For fixing bugs for instance, it shows
- that you are able to debug properly and find the problem
- apply the solution
- write the required test (most projects often require this)
Why a codebase of your own is not as impressive (for me at least)? The concept under a project code be some very complicated domain that you know such a software to initiate nuclear fusioin (is there a code base for this?), but it does not really show case how you work with a team. It show cases initiative, which is great, but I have hired people who are very good at creating projects from scratch and work on their own code, but for the love of god, have never developed the muscle to read and analyze other peoples code. It is sad and I have to let them go.
Lesson, contribute on other peoples code. You are bound to work with other peoples project as a dependency. These projects often have bugs or limitation you want to expand upon with a new feature.
Coding Style
Above section, Technical Prowess, already kinda covered this. If you are able to analze a code base to apply your own fix/feature, you were probably able to figure out the coding style of that project and able to work with it. Being able to learn and apply people’s coding style is very important in opensource project, and in an enterprise organization (where you are finally paid).
Being able to contribute means not just having a fix/feature, but writing such fix/feature in a way that conforms with the convention with that specific project. These convention could be (but not limited to):
- Location of tests
- Location of src
- Are tests required?
- Are documentation required?
- File name style?
- Do they prefer Object Oriented?
- Do they prefer functions?
- Do they love globals?
- Naming convention of globals?
- Do they love stateful programming (OpenGL)?
- And so on and on…
You probably have your favorite style for depending on the coding language for your own projects, but contributing to opensource, you will learn to be able to change your style depending on the project.
Conclusion
Contributing to opensource projects makes you more attractive to hiring managers.
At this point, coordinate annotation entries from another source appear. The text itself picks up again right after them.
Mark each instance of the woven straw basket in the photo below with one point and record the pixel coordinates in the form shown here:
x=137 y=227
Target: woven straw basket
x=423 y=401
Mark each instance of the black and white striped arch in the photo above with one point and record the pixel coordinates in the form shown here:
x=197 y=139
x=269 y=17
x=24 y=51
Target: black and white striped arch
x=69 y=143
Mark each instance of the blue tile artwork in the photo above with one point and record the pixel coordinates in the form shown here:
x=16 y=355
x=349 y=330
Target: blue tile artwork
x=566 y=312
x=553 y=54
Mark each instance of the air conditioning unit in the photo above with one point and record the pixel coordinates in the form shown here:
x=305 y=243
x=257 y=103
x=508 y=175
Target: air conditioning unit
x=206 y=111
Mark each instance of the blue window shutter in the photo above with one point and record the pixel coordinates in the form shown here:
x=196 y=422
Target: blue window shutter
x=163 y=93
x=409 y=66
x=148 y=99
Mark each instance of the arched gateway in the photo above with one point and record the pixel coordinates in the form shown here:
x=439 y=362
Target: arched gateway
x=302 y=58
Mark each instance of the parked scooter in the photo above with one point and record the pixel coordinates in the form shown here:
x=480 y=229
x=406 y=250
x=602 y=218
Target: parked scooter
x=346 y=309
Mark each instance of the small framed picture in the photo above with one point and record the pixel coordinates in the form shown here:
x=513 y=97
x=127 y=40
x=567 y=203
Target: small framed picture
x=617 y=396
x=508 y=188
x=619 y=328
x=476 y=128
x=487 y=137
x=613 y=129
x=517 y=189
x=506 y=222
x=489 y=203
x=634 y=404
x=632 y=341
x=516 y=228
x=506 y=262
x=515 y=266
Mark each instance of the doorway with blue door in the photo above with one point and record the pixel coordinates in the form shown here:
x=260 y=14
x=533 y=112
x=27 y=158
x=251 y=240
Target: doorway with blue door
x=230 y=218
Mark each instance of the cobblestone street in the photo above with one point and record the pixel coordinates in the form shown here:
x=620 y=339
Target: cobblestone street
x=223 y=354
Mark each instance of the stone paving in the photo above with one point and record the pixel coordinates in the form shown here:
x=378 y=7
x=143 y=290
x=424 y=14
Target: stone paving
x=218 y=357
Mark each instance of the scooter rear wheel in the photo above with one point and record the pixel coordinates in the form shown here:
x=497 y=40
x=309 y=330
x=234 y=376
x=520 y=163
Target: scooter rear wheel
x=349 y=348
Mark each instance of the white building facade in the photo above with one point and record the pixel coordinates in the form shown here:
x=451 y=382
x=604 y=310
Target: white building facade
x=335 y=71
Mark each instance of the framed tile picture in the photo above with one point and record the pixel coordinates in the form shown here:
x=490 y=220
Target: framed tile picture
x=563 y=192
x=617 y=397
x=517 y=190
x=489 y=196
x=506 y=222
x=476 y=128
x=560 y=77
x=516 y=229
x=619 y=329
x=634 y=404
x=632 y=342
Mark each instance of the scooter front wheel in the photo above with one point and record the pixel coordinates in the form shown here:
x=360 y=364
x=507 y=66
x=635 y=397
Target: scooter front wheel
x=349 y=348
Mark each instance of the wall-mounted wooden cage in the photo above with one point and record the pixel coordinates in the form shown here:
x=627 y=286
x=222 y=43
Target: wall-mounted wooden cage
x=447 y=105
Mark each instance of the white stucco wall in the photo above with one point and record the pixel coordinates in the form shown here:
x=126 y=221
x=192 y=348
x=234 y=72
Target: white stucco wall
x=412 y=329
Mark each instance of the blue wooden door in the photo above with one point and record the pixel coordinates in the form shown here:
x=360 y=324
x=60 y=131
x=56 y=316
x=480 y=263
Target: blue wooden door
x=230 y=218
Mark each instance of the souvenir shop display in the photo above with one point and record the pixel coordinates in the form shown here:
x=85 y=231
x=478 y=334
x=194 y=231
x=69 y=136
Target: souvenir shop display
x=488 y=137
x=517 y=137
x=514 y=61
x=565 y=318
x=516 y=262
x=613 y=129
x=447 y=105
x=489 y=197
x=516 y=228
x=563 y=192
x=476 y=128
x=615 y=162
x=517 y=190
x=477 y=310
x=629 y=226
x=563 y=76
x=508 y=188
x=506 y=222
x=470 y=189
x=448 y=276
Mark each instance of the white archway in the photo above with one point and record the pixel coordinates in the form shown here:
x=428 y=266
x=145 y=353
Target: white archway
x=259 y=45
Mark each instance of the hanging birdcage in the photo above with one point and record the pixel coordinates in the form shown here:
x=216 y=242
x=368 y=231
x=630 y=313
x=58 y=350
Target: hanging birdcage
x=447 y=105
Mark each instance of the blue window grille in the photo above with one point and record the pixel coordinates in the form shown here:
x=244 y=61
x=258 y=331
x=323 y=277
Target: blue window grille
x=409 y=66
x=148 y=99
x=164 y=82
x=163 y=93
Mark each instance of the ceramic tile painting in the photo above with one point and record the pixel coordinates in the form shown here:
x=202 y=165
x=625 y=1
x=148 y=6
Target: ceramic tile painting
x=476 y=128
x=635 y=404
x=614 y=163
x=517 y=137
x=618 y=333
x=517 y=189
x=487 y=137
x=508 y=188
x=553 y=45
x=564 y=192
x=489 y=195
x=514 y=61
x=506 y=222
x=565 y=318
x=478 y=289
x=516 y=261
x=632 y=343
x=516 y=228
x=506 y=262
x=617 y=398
From a simple demo of technical prowess, to showing that you can work with different coding style and not hold your preferred style in some philosophical superior level and force it on people creating frictions (trust me, I have seen people make 1000 file commit, calling a change from snake case to camel case, a refactor, thank god it is not my project). Hope you find this interesting and I’ll now drown my head with Tequila in my Friday night.